Speaker: Daniel Dadush (CWI)
On Approximating the Covering Radius and Finding Dense Lattice Subspaces
Minkowski's first fundamental theorem in its counting form tells us that in a Euclidean lattice of determinant 1, the number of lattice points contained in any origin centered ball is essentially lower bounded by its volume. A natural question is whether this statement can be usefully reversed: namely, if all sublattices of the lattice have determinant at least 1 (i.e. are sparse), can one derive a good upper bound on the number of points in any origin centered ball? In recent breakthrough work, Regev and Stephens-Davidowitz (STOC `17) answered this question in the affirmative, establishing a so-called reverse Minkowski theorem. Following up on this work, our first result is an algorithmic counterpart to the reverse Minkowski theorem, namely we give a natural exponential time algorithm for finding approximately densest sublattices.

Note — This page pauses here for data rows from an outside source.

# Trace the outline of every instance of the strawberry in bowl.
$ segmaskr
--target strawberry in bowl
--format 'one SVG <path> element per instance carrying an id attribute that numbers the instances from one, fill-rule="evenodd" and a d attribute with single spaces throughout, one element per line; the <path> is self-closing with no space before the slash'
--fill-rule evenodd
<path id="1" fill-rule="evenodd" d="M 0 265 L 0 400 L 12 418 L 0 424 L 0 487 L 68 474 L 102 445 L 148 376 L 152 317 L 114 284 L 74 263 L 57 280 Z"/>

The initial motivation for this theory, as developed by Regev and the author (FOCS `16), was to tackle the dual problem of tightly characterizing the covering radius of a lattice (i.e. farthest distance to the lattice) in terms of only determinantal information. A main application of the reverse Minkowski theorem was to show that such information characterizes the covering radius up to a polylogarithmic factor in dimension, resolving a conjecture of Kannan and Lovasz (Annals of Math `88). For our second result, under the assumption that the integer lattice approximately maximizes the covering radius among all so-called stable lattices, we improve this approximate characterization to be constant factor tight, removing any dependence on dimension.